What is Puerto Rico?

 

On Tuesday, a protest march in Puerto Rico’s financial district turned violent.  The island appears to be in chaos and record numbers of residents are moving to the United States. The island’s financial health is dire, yet Puerto Rico is unable to declare bankruptcy under applicable federal laws.  In response, the federally appointed PROMESA board, in the words of Puerto Rico’s Governor Ricardo Rosello, “tries to ram policy measures down our throats.”  All of this is taking place in conformity with the United States Constitution, a document apparently committed to freedom and democratic principles.

I have a million questions.

How did Puerto Rico come to this moment in history?  What explains the economic peril in which the island finds itself?  How to make sense of the status of the island and its citizenry as part of the larger American experiment?  One questions stands above all others.

What is Puerto Rico?

Puerto Rico is a state, according to many federal statutes.  Under 28 USC sec. 1332, “[t]he word “States”, as used in this section, includes . . . the Commonwealth of Puerto Rico.”  Under the Uniformed and Overseas Citizens Absentee Voting Act, “’State’ means a State of the United States, the District of Columbia, the Commonwealth of Puerto Rico, Guam, the Virgin Islands, and American Samoa.”  See also the text of the 14th Amendment, which specifically states that “No state shall. . .”  The 14th Amendment explicitly applies to states.  The 14th Amendment applies to Puerto Rico.

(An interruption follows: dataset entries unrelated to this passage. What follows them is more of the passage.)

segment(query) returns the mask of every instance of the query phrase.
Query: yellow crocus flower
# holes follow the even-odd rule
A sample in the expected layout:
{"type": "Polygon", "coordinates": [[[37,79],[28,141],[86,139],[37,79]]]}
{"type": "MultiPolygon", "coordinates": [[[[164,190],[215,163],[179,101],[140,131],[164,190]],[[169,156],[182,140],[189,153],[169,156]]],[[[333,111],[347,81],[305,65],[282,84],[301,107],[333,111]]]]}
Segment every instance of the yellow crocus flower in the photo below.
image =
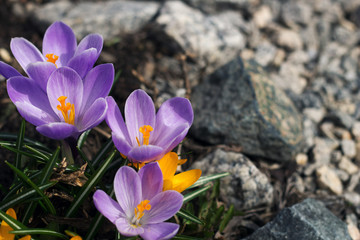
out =
{"type": "Polygon", "coordinates": [[[158,161],[164,179],[163,191],[175,190],[181,193],[200,178],[200,169],[192,169],[175,175],[177,166],[185,162],[184,159],[179,160],[178,155],[174,152],[165,154],[158,161]]]}
{"type": "MultiPolygon", "coordinates": [[[[6,214],[10,217],[16,219],[16,213],[15,210],[12,208],[9,208],[6,211],[6,214]]],[[[12,227],[9,226],[5,221],[1,222],[0,226],[0,240],[14,240],[15,234],[10,233],[10,231],[14,230],[12,227]]],[[[26,235],[25,237],[20,238],[19,240],[30,240],[31,236],[26,235]]]]}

Puerto Rico is not a state.  Under the US Constitution, members of Congress are elected “by the people of the several states.”  Puerto Rico is not a state, so it receives no congressional representation.  Similarly, the Electoral College directs electors to meet “in their respective states.” Puerto Rico is not a state, so it has no electors and receives no representation is selecting president of the United States.

Puerto Rico is a commonwealth.  But so are Kentucky, Massachusetts, Pennsylvania, and Virginia.  So that label doesn’t help very much.

Puerto Rico is an unincorporated territory, according to the United States Supreme Court in the insular cases, decided between 1901 and 1922.  This means that the US Congress retains plenary powers over the island so long as fundamental rights are not involved.  This means, in other words, that Congress has the constitutional authority to appoint a financial oversight and management board for Puerto Rico without any voice for the island and its citizenry. The board thus takes us back full circle, to 1900 and the Foraker Act, the federal law that first established a civilian government for the island.  The fate of the island is once again controlled by political outsiders, unelected by the people of Puerto Rico.

Put indelicately, then: Puerto Rico is a colony, subject to the whims of the United States and its political class.  Puerto Rico is, in other words, whatever the heck you want it to be, as it suits Congress in any particular moment.  And the people of Puerto Rico, devoid of political representation in the halls of Congress or the electoral college, do not have any say in the matter.

Here’s the real question for us, then: how do we make sense of the status of Puerto Rico? Is the status of the island compatible with the US Constitution?  This is a way to ask the question that Robert Dahl asked a generation ago: “How Democratic is the American Constitution?”

For an answer, look no further than the protest march of two days ago. The people of Puerto Rico know the answer too well.